The 48-year-old said that the 14-year goal is based on “new, promising therapies that can turn back the clock decades,” while adding that thanks to AI, it’s actually a very “reasonable target.”
First, he argued, his team just need to fix some of the “buggy” issues, like therapies that are “mistakenly causing cancer.”
The Braintree, Kernel, and most recently, Blueprint, founder admitted that his team “currently do not know” how project 2039 immortality will be achieved. But he revealed the efforts they’re going to to get there, including looking into jellyfish cells and the enzymes of lobsters, which are both linked to slow ageing. “We need to port the software to humans,” Johnson added.
That, coupled with the “AI-driven rate of innovation” and using his own body as a guinea pig, is where he thinks the real acceleration will happen.
Now, after six years of prodding and testing, he maintains that, biologically, he has not aged a day.
“To speed things up now, I’m currently having thousands of Bryan Johnson organ clones built in a dish,” Johnson said. “This will allow me to test drugs and other molecules against my biology to accelerate learning and save my body from potential mishaps.”
“Yes, we’ll make mistakes.
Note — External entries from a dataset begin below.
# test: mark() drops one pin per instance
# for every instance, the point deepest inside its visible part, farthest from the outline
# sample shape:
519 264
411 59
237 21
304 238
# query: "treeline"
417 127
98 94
Hopefully they won’t be fatal,” he concluded, adding that he’ll be sharing the results of his research on his platform Blueprint for free.
For the average human—what he calls a “suicidal species” that “unnecessarily kill ourselves with what we eat and how we live our lives”—he’ll provide details on how to copy his million-dollar-routine with “a fraction of the cost and effort.”
Then, with the help of a team of 30 specialists, he undergoes daily body fat scans, routine MRIs, and often, invasive blood and stool sample tests to see the biological age of his organs.